In 2013, the child performer who portrays the title role in Matilda The Musical will receive Tony Honors for Excellence in the Theatre. Make that child performers; the Honors will go to Sophia Gennusa, Oona Laurence, Bailey Ryon and Milly Shapiro.

As with the musical Billy Elliot, which premiered on Broadway in 2008, multiple actors play the youthful lead role in Matilda, alternating different performances. Back in 1991, meanwhile, Eagan was all on her lonesome, playing eight shows a week of The Secret Garden for the first three months, until her school schedule interfered. After that, she did a mere six a week.

What's happened over the last two decades? Have child musical roles gotten tougher? Or have child actors become less tough? Why are three or four performers needed to do what one could once handle alone?

"Daisy was amazing in that role," said Nora Brennan, who was casting director of the children for both Billy Elliot and Matilda, and has, in recent years, made a specialty of finding young performers for stage shows. But today, "there are shows with these large casts of children and the requirements are so high—the kind of dancing they are required to do now is so much more difficult that, say, years ago in The King and I or The Sound of Music."

Lilla Crawford in Annie.
Photo by Joan Marcus
Certainly, the intense dancing skills needed to play the ballet prodigy Billy Elliot explain why three young men were needed to fill the role in every production of the musical—the original London premiere, the Broadway version and all the touring shows.

"I think the role of Billy Elliot was demanding enough that it made sense to multi-cast it," agreed Eagan. "The dancing alone was enough to justify it. I don't know if anyone would be able to perform eight shows in that role, kid or not."

But young Matilda does not dance a lot, and sings as much as, say, the lead character in Annie, who is primarily played by one actress, Lilla Crawford, in the current Broadway mounting. Why must a quartet of youngsters tackle the job?

"With Matilda, it's a very emotional show, in terms of what she goes through," explained Brennan. "She has some horrible people in her life that she deals with. It isn't a very happy show for her to do."

Also, and perhaps more importantly, Brennan pointed out that the actresses playing Matilda are all 9 and 10 years old, whereas Crawford turned 12 on her last birthday. In terms of maturity and stamina, a few years can make a world of difference among child performers.

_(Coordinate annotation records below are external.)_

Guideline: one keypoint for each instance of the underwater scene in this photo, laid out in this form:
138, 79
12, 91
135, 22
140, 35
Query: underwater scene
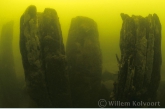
82, 53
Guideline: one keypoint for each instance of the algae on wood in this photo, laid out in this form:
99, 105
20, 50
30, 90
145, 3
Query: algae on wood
43, 56
139, 67
8, 81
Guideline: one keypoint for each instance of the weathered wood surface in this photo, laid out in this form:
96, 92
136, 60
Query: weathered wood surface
8, 80
43, 56
140, 63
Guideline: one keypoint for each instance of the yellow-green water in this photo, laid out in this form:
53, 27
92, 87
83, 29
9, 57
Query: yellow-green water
105, 12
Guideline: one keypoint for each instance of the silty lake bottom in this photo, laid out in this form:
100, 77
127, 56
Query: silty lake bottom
82, 53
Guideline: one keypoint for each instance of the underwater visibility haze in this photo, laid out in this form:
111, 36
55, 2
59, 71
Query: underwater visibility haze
76, 51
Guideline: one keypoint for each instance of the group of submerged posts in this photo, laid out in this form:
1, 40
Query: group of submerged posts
73, 79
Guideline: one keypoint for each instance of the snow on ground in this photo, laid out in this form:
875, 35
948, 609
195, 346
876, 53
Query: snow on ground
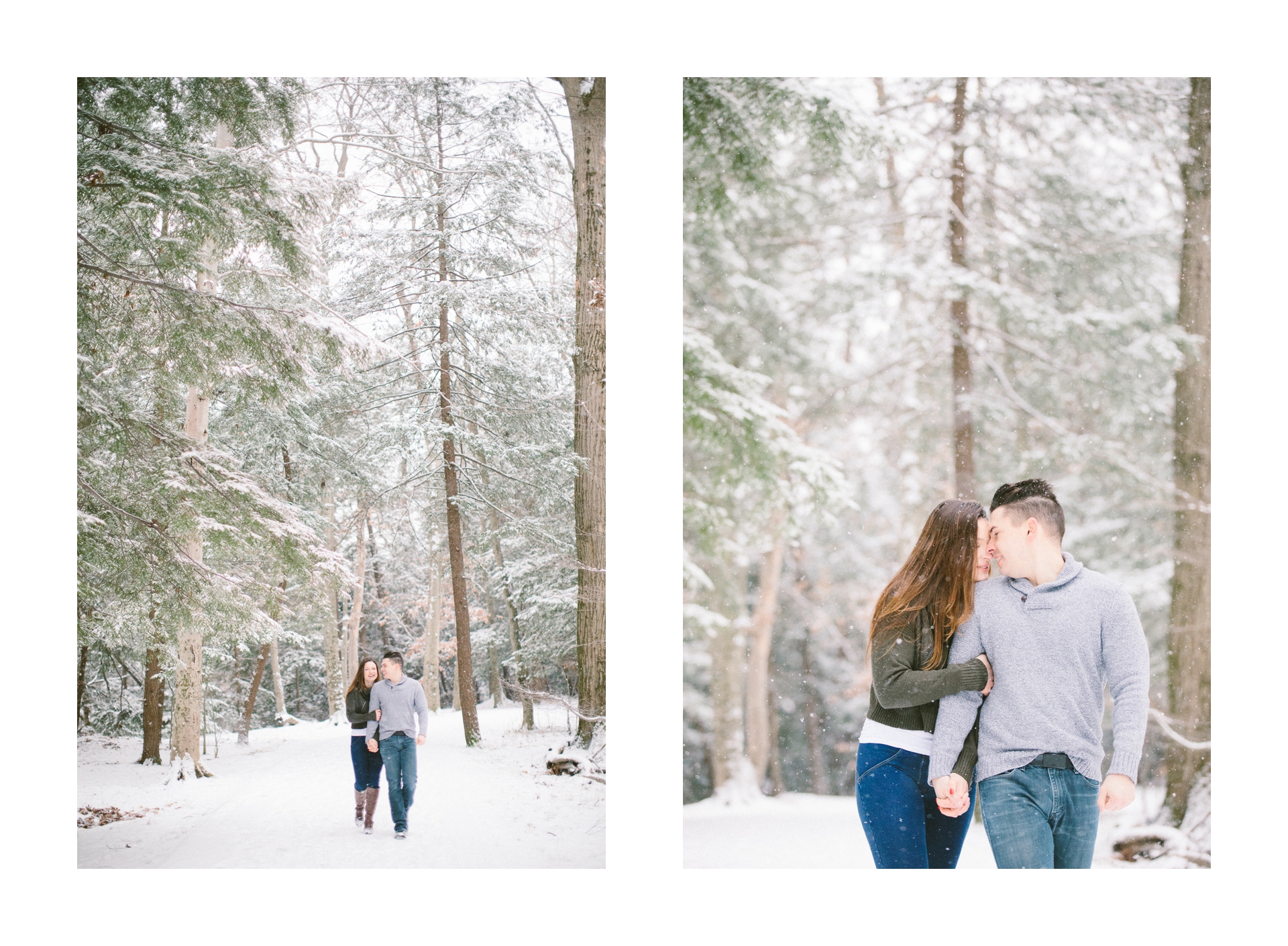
800, 831
286, 800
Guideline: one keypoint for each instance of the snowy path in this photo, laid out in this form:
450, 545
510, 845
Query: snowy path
286, 800
799, 831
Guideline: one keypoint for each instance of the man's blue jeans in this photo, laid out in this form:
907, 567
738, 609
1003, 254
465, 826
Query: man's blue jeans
900, 814
398, 753
1041, 817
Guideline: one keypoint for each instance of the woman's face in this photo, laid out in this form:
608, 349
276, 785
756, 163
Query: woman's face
982, 549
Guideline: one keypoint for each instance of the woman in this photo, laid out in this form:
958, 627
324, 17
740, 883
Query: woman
912, 625
366, 765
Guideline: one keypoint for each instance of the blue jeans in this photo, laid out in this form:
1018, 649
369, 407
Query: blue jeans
1041, 817
400, 755
366, 765
900, 814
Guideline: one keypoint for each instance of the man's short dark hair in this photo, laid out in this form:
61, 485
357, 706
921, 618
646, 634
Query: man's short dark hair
1032, 499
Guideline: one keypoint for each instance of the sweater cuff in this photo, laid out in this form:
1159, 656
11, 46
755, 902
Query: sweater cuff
974, 674
965, 768
1125, 764
941, 765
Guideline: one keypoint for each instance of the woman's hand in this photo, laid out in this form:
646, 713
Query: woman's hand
952, 794
983, 659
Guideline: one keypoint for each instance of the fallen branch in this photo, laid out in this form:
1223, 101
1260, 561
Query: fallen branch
1163, 722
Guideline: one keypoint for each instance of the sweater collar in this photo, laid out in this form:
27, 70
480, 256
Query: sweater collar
1068, 574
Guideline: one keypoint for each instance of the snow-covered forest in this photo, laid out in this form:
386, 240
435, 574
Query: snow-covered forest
902, 291
327, 360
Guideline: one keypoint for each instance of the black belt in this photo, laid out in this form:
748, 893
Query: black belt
1053, 761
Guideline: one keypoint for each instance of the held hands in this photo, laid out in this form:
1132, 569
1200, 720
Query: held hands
983, 659
952, 794
1116, 793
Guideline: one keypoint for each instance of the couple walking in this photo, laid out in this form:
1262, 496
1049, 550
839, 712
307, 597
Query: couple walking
992, 691
383, 716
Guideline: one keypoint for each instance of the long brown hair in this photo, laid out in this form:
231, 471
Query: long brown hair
939, 572
358, 684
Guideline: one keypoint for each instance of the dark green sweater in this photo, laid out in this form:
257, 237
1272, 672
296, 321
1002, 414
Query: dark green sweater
907, 698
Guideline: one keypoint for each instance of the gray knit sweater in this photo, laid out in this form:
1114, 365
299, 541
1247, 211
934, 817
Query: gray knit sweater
1053, 649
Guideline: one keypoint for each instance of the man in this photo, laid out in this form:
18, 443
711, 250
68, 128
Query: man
1055, 635
396, 702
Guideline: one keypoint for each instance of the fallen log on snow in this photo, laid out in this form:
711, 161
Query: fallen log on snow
568, 759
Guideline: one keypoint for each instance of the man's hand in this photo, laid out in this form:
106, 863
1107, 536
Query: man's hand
952, 794
983, 659
1116, 793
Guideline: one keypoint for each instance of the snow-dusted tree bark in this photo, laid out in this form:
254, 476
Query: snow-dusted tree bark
1189, 635
249, 711
433, 619
360, 571
728, 673
759, 730
586, 107
964, 436
335, 682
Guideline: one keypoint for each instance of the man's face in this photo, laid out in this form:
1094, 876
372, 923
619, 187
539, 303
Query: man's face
1012, 543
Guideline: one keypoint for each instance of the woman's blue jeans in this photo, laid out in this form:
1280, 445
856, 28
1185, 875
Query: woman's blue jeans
1041, 817
366, 765
898, 811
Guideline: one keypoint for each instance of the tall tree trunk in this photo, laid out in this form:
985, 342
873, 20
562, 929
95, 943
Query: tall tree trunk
813, 725
186, 721
433, 619
728, 670
964, 439
154, 698
757, 660
360, 569
335, 682
775, 762
1189, 635
455, 548
244, 727
382, 592
586, 98
80, 684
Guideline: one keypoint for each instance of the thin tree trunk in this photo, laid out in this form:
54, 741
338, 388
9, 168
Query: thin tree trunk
757, 660
154, 700
186, 721
330, 645
813, 725
360, 569
429, 680
1189, 635
775, 762
80, 684
244, 729
455, 548
728, 670
586, 109
964, 439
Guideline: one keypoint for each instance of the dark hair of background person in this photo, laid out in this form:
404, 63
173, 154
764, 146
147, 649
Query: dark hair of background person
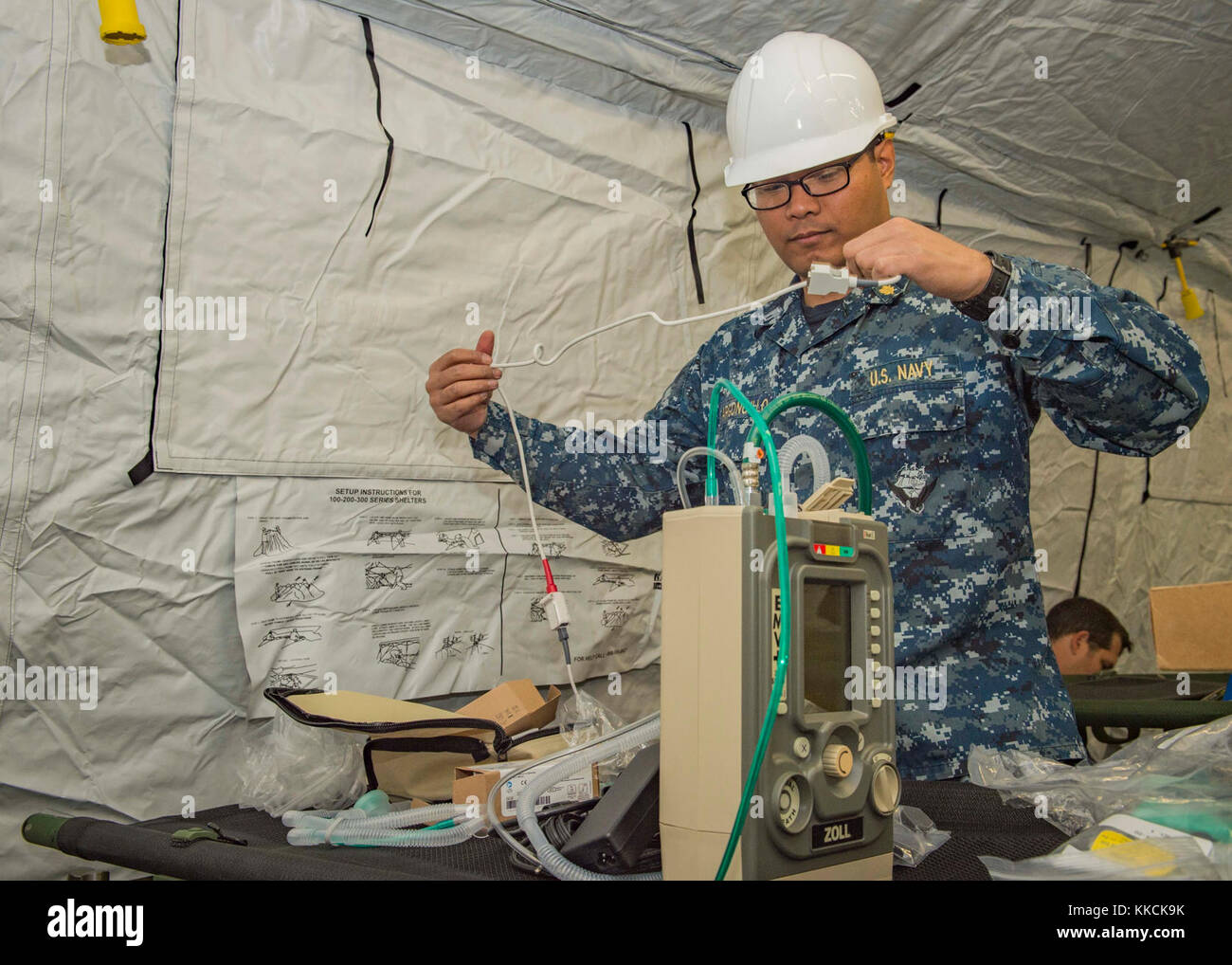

Though multi-casting of child musical leads does seem to be a trend, the traditional route of hiring a single tyke, and then backing them up with a standby and an understudy, remains common. It is what casting directors Bernard Telsey and Patrick Goodwin did on Annie.

David Alvarez in Billy Elliot.
Photo by David Scheinmann
The producers "might have for a minute or two" considered the triple- or quadruple-casting model, Telsey said. "In rooms I was in, it was thrown out there. But Annie was always done with one person. The touring companies were always done with one person. If it was originally done with one girl, and it's a revival, we wanted to do that same thing. The objective was always to find one person."

How to cast musicals with children has become a lively topic of late because, as Telsey put it, "We have a lot of shows with kids these days."

Not only are there are plenty of stage attractions that feature actors under five feet tall, but those performers are often the leads, and the shows are actually named after them: Billy Elliot, Matilda, Annie, etc.

"I don't know if it's coincidence," mused Telsey. "I don't have experience with tickets sales and marketing to know if it's a proven thing with audiences. The thing I'm noticing is the kids are having much bigger parts. You always had shows like Kinky Boots where you need two kids. And that's tricky, but they don't have to carry the show. In Billy Elliott, Annie, Tuck Everlasting, you have kids carrying the show. It does seem that more and more they are much bigger parts."

And more and more, casting directors know how to locate the kids to fill those parts.

"We know where the kids are and how to find them," said Brennan, who had to draft a couple dozen children for each production of Billy Elliot and found 17 young actors for Matilda. (She and the show's adult-actor casting director, Jim Carnahan, jointly cast the girls who play Matilda.) "Kids today are in dance classes all around the country. And some of these shows go searching for kids."

"I think we're able to do a lot wider search now because of the internet, and because of the access to people being able to self-tape" their auditions, said Telsey, who conducted a year-and-a-half search for Annie's ragamuffins. "The days of just doing an open call in New York and L.A. are gone. We have a girl in the show from Virginia, a girl from North Dakota; it's unbelievable with just six girls. We have people from all over the place. Our access is much wider now, and we want to take advantage of that."

The welfare of the child actors, said Brennan, has been stressed by the directors she has worked with. "Working with Stephen Daldry and Matthew Warchus, I know the child's well-being is paramount. In Billy, the first thought was always, 'How do we take care of the child?'"

She said the same was true of Warchus. "You hear all the old stories about Judy Garland—that kind of thing doesn't happen anymore."

The four Matildas have formed a small classroom of one, Brennan said. "They're all tutored together, they go to school together, they work together, they've all become good friends."

Though she has yet to see Matilda, Eagan observed that, if the show was any indication of child-casting trends, "I would say that it sounds like producers are perhaps doing what they think might be in the best interest of their child employees."

Still, she wondered if it wasn't all a bit much. "As long as schooling is taken into account, I don't think kids need to be treated all that differently than adult actors. Kids are strong, resilient and full of energy. I don't think they needed to be treated like china dolls."